Vendredi 22 août 2008 : d'un racisme l'autre


Qu’a donc dit la presse israélienne sur la France il y a quelques années ? Le gens ici ont la sensation qu’il y règne un antisémitisme débridé. Lors de la rencontre à l’occasion de la Fête de l’amour, quelqu’un a demandé à Moshik et Dory s’ils avaient quitté Paris du fait de l’antisémitisme. Et régulièrement :
— Le fait que l’Europe est envahie par les Arabes ne t’angoisse pas ?
Depuis quatorze ans que je travaille à la Maison de la culture yiddish, nous avons reçu deux lettres anonymes antisémites et une fois, des croix gammées barbouillées sur les murs extérieurs. C’est trop bien sûr, mais on est loin de la Nuit de Cristal. Mes fils me disent que dans leur collège, qui est un des plus populaires de Paris, avec plus de la moitié des enfants d’origine maghrébine ou africaine, ils n’ont jamais eu une remarque antisémite. Tout le monde sait pourtant qu’ils sont juifs.

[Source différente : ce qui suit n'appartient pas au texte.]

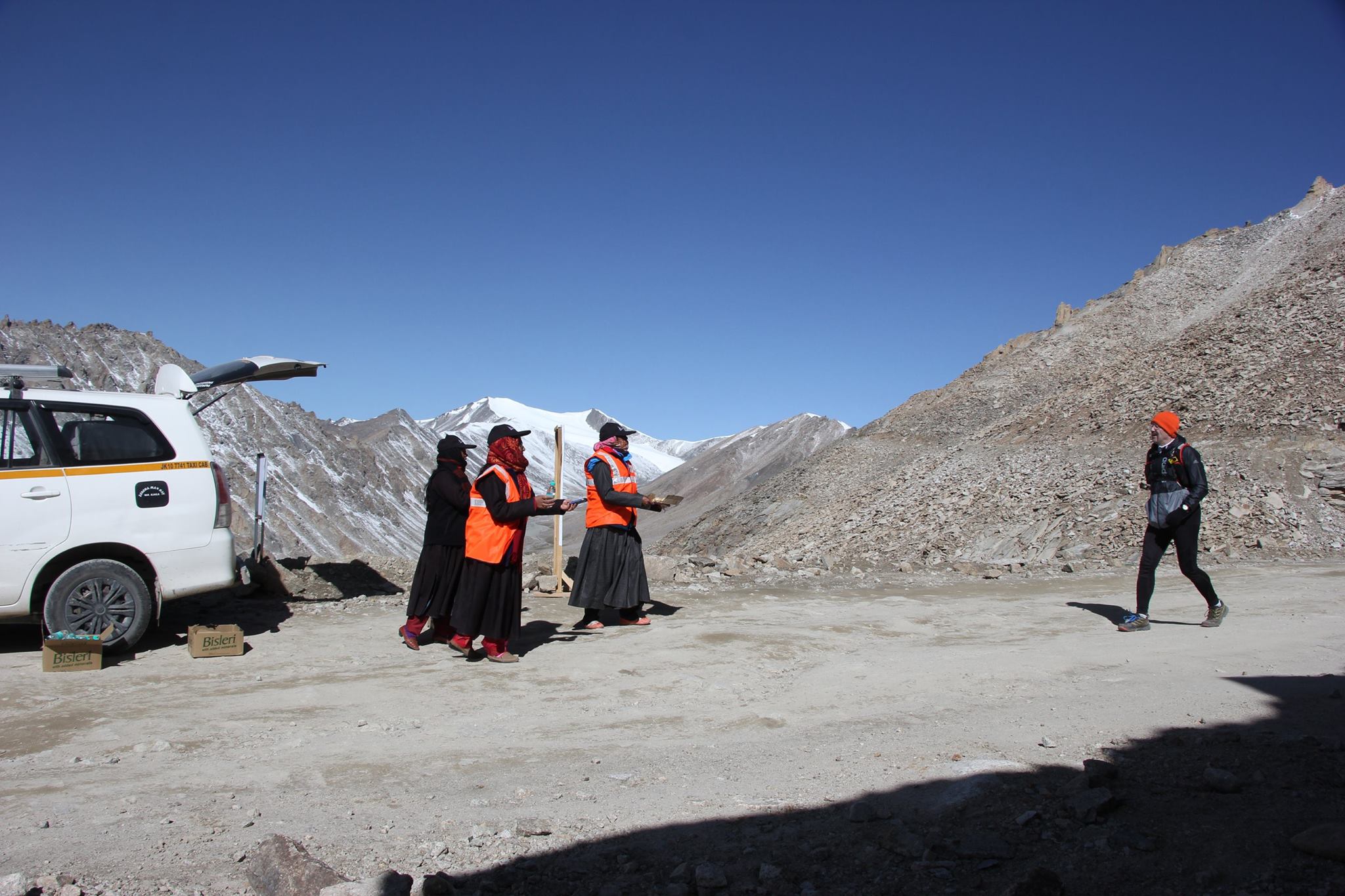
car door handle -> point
(38, 494)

Moshik me dit souvent que ses compatriotes sont racistes. Ce qui le choque le plus, ce sont les homosexuels qui militent pour être acceptés par la société et qui expriment un racisme virulent.

Quand j’essaie d’expliquer à mes interlocuteurs que la population arabe en France est en cours d’intégration à la société française, ils ne comprennent pas. Évidemment, ici, les populations juives et arabes sont totalement séparées. Elles vivent dans des villages distincts, et dans les villes à population mixte, dans des quartiers différents. Les mariages intercommunautaires sont rarissimes et souvent stigmatisés par les deux populations. Quand je raconte qu'en France, les médias se font un plaisir de monter en épingle le petit pourcentage de la population d’origine maghrébine qui veut rester en marge, mais que l’immense majorité est en train de totalement s’intégrer, les gens sont dubitatifs.

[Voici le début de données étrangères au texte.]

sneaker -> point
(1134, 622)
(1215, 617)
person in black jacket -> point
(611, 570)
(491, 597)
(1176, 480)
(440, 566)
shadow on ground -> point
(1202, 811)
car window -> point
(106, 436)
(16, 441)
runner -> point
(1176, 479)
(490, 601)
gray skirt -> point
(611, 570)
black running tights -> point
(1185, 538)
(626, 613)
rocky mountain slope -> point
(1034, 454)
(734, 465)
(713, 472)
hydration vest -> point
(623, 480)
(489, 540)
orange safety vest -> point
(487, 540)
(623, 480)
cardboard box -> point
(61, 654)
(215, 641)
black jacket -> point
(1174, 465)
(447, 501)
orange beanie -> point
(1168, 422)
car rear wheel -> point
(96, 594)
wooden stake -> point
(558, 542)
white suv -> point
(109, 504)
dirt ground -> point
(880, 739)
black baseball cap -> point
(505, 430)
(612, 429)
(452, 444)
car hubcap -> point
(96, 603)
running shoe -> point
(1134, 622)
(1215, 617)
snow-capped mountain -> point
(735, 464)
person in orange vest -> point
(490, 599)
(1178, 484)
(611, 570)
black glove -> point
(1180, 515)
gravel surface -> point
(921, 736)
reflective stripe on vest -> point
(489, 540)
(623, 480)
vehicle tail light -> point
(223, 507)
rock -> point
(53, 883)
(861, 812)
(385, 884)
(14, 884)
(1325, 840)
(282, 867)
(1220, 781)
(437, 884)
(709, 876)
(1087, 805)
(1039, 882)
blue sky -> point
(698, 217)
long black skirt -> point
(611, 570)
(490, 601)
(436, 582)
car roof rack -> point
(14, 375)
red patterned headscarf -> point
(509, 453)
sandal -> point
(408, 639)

Je finis par demander à Dory s'il a eu la sensation d'une quelconque invasion barbare quand il habitait Paris, il me répond :
— Les quartiers les plus attirants de Paris sont Belleville et le 18e arrondissement, c'est là que je me sentais le mieux.
La suite demain…

dimanche 21 août 2011

Jeudi 21 août 2008 : langue sacrée, langue parlée


Je regarde Langue sacrée, langue parlée, le nouveau documentaire de Nurith Aviv sur la langue hébraïque. La réalisatrice m’a demandé d’animer un débat sur le film deux jours après mon retour à Paris, fin septembre. Pour la première fois, un film aborde cette langue dans sa complexité. On sort du discours de propagande qui veut que l’hébreu ait été une langue morte pendant deux millénaires et qu’il ait été ressuscité au début du XXe siècle. En faisant parler une dizaine d’écrivains hébraïques, la réalisatrice montre toutes les couches constitutives de la langue : la Bible hébraïque, l’hébreu de la Mishna, l’araméen du Talmud, la littérature rabbinique qui ne cesse de façonner la langue pendant vingt siècles de Diaspora, la poésie de l’Espagne médiévale, les écrivains d’Odessa et de Varsovie à la fin du XIXe siècle, l’importance du chant liturgique dans la vie quotidienne des communautés sépharades, le yiddish comme conservatoire de l’hébreu pendant mille ans.
C’est émouvant de voir ce film à Tel-Aviv. Chacun dans son genre, ces onze écrivains en parlent magnifiquement, la langue vit de belle manière dans leur bouche. Roy est celui qui me touche le plus. Est-ce parce que je le connais ? Il parle de la langue maternelle — l’hébreu de tous les jours — et de la langue du Père suprême — l’hébreu de la synagogue —, la confrontation de ces deux langues dans sa tête d’enfant. Puis il raconte comment il a fait un détour par la Diaspora — l’Allemagne puis la France — pour découvrir le yiddish qui lui a permis de renforcer encore son intimité avec la langue hébraïque.
J’ai connu Roy quand il était étudiant à la Sorbonne. Il y a soutenu un DEA de littérature yiddish sur Di kupe (Le Tas), le chef-d’œuvre de Peretz. À Paris, il paraissait emprunté, mal dans sa peau. Dans le film, on perçoit un embarras, la manière de poser son corps n’est pas très naturelle.